Bucking the trend, however, at least at the quantitative level, are two regions as diverse as Tuscany and Puglia. In the Grand Duchy, pointed out Paolo Storchi (Crea Viticulture of Arezzo), “2022 is a very special vintage, with spring and summer with very little rain, a record scarcity. Between January and July, 200 millimeters of rain fell out of the average 500 for the period, plus there were many days with very high temperatures. From June 1 to August 10, we counted as many as 38 days with temperatures above 35 degrees, and thus with vineyards stuck in the heat. We had the first rains in the week of Ferragosto, even 80-90 millimeters of water, a good refreshment for vineyards that were beginning to suffer. There was no damage from late frost, few from hail, and basically at the level of production we are average, or just above. From a grape health standpoint, there are no major issues from a fungal disease standpoint, just a few sporadic attacks of hate, and in the Coast some moth in a few vines between June and July, which required interventions. More obvious, if anything, is the damage from esca disease. On the Coast, the white varieties are already being harvested, but we are waiting these last few weeks for ripening.

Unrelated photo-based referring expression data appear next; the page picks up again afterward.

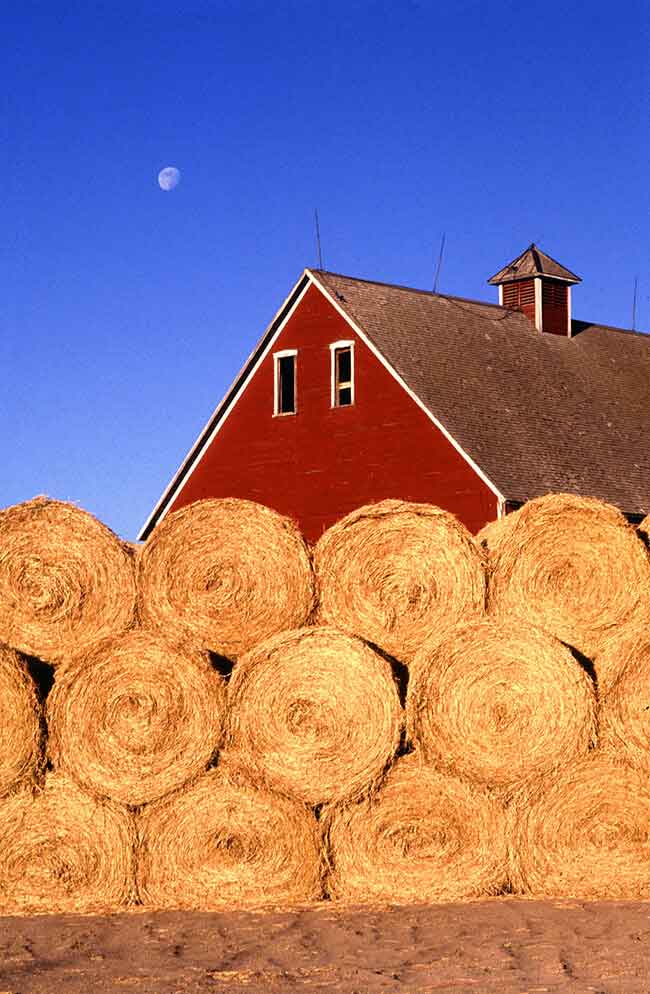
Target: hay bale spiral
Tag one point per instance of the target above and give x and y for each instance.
(625, 696)
(135, 717)
(571, 565)
(65, 579)
(393, 572)
(21, 730)
(423, 837)
(64, 850)
(584, 834)
(499, 703)
(313, 713)
(225, 574)
(221, 843)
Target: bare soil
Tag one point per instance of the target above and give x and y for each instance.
(490, 947)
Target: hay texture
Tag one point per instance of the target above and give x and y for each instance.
(583, 834)
(135, 717)
(21, 730)
(225, 574)
(65, 579)
(499, 703)
(424, 837)
(489, 535)
(393, 572)
(625, 696)
(313, 713)
(222, 843)
(644, 529)
(64, 850)
(571, 565)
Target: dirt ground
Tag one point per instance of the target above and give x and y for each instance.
(489, 947)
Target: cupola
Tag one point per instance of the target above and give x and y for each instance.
(540, 288)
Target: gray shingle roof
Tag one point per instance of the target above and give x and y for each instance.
(536, 412)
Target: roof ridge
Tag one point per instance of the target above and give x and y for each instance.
(410, 289)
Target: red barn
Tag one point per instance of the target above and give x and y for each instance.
(359, 391)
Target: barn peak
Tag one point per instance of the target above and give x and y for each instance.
(539, 287)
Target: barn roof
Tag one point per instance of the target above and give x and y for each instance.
(537, 412)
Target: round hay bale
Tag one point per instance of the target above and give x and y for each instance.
(313, 713)
(571, 565)
(135, 717)
(584, 833)
(225, 574)
(221, 843)
(21, 728)
(625, 696)
(64, 850)
(423, 837)
(393, 572)
(65, 579)
(499, 703)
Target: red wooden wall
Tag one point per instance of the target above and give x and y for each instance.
(323, 462)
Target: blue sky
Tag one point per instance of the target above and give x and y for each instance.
(127, 311)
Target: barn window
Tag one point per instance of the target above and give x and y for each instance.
(342, 378)
(285, 382)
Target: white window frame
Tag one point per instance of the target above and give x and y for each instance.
(333, 395)
(283, 354)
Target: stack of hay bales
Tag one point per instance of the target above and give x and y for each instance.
(403, 713)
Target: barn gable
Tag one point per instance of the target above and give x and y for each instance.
(326, 460)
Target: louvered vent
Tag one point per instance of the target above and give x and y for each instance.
(555, 313)
(519, 296)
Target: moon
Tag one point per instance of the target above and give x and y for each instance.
(169, 177)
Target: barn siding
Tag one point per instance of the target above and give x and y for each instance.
(323, 462)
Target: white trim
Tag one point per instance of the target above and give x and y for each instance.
(348, 344)
(283, 354)
(169, 490)
(538, 304)
(375, 351)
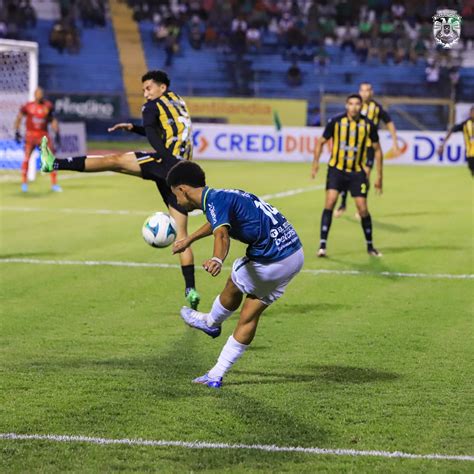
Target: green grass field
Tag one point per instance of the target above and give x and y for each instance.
(365, 362)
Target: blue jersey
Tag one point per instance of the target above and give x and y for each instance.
(269, 236)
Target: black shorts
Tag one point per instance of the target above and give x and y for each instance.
(354, 181)
(470, 163)
(156, 169)
(370, 157)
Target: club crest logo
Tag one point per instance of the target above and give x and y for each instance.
(447, 28)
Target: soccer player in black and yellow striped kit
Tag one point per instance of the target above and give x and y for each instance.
(375, 112)
(167, 126)
(467, 129)
(352, 134)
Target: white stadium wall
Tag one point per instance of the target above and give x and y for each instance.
(235, 142)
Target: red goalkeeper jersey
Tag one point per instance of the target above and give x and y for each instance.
(37, 116)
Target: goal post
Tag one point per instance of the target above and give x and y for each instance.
(18, 81)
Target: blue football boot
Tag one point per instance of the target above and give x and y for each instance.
(211, 383)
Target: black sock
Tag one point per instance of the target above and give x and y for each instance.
(343, 199)
(73, 163)
(188, 274)
(367, 228)
(326, 220)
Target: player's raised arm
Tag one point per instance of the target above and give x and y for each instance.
(379, 167)
(17, 124)
(327, 134)
(385, 117)
(456, 128)
(181, 245)
(393, 133)
(317, 155)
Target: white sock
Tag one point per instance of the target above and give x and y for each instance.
(231, 353)
(218, 313)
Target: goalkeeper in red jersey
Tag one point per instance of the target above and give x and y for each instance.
(38, 114)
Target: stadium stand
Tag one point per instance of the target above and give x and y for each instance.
(230, 48)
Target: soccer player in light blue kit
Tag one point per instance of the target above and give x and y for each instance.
(274, 257)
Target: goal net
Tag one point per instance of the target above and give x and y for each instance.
(18, 81)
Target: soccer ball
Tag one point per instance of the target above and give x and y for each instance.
(159, 230)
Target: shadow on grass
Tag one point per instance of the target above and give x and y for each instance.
(316, 373)
(383, 225)
(316, 308)
(412, 214)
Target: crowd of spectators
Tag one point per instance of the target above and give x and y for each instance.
(15, 16)
(395, 31)
(65, 35)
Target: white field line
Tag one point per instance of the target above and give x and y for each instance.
(124, 212)
(10, 177)
(255, 447)
(105, 263)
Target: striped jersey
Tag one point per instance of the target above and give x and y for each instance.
(170, 114)
(351, 140)
(467, 129)
(375, 112)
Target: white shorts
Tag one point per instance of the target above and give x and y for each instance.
(266, 281)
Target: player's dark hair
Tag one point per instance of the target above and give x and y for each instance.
(160, 77)
(354, 96)
(186, 172)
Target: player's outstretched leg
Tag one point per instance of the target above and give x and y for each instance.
(366, 222)
(237, 344)
(224, 306)
(121, 163)
(187, 259)
(342, 207)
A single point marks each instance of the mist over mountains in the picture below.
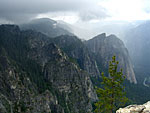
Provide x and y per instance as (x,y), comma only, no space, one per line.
(46,67)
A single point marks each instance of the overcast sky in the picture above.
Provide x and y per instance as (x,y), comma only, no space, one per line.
(73,11)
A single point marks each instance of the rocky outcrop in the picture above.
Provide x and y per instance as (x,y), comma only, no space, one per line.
(145,108)
(79,53)
(105,47)
(36,76)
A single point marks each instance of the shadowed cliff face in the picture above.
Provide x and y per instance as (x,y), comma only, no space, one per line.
(105,47)
(36,76)
(76,50)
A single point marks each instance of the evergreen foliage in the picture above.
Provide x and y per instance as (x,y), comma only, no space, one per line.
(112,94)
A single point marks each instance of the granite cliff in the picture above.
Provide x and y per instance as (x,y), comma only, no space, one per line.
(37,76)
(104,47)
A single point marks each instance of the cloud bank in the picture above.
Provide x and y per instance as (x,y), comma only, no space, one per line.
(19,11)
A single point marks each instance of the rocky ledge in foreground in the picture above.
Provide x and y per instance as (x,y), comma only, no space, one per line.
(145,108)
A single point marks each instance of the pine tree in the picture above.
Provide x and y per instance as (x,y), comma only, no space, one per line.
(112,95)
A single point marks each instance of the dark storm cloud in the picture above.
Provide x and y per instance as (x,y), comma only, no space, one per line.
(23,10)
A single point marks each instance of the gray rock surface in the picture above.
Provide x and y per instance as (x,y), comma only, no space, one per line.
(104,47)
(145,108)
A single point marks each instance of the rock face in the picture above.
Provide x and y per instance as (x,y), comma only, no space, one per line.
(137,42)
(36,76)
(78,52)
(145,108)
(46,26)
(105,47)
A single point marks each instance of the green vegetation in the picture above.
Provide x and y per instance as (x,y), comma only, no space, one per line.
(112,94)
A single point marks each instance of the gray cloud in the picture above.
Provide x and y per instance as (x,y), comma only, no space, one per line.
(93,13)
(24,10)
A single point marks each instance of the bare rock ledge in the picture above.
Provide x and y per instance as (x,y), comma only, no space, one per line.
(145,108)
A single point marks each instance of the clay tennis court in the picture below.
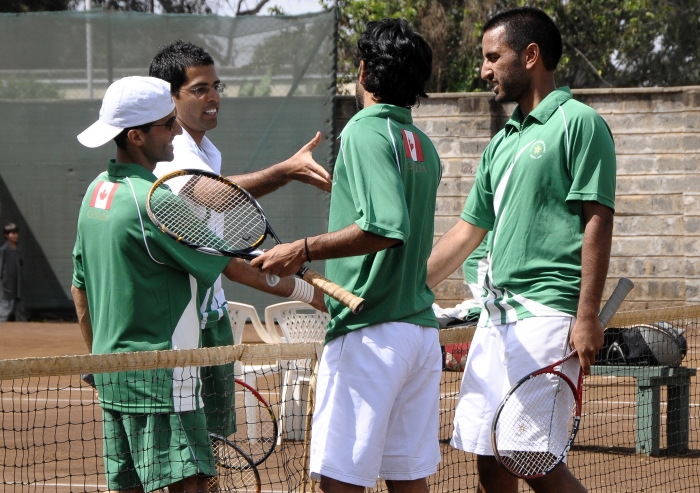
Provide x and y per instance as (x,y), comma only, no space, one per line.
(58,440)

For Sangiovese, in general, we will go to the second half of September, and with the lowering of temperatures we also hope for a recovery in quality”. From Puglia, on the other hand, Gianvito Masi (Crea Viticoltura in Turi, Bari) speaks. “2022 is a year that had little rain from winter until the first decade of August. Then it rained a lot, even with water bombs and a few hailstorms between Brindisi, Taranto, Bari and Foggia. Health-wise, no problems with downy mildew, a few little problems with powdery mildew, and there is a little bit of striped moth. Grapes, in general, are 7-10 days early, and are looking excellent. Chardonnay, in Salento, is already almost all harvested, in Manduria the harvest of Primitivo has begun these days, while in the Gioia del Colle area it will go to early September. Quantitatively, where irrigation has been possible and where soils are more fertile, there will be an increase in production of +5/-10% over 2021. But it will be a year when the remuneration will not be very good for farmers, who have to deal with increased production costs around +35% for fertilizer, fuels and energy in general”.
So many different opinions, themes and situations emerged, telling once again the variety of the Italian vineyard. From every point of view.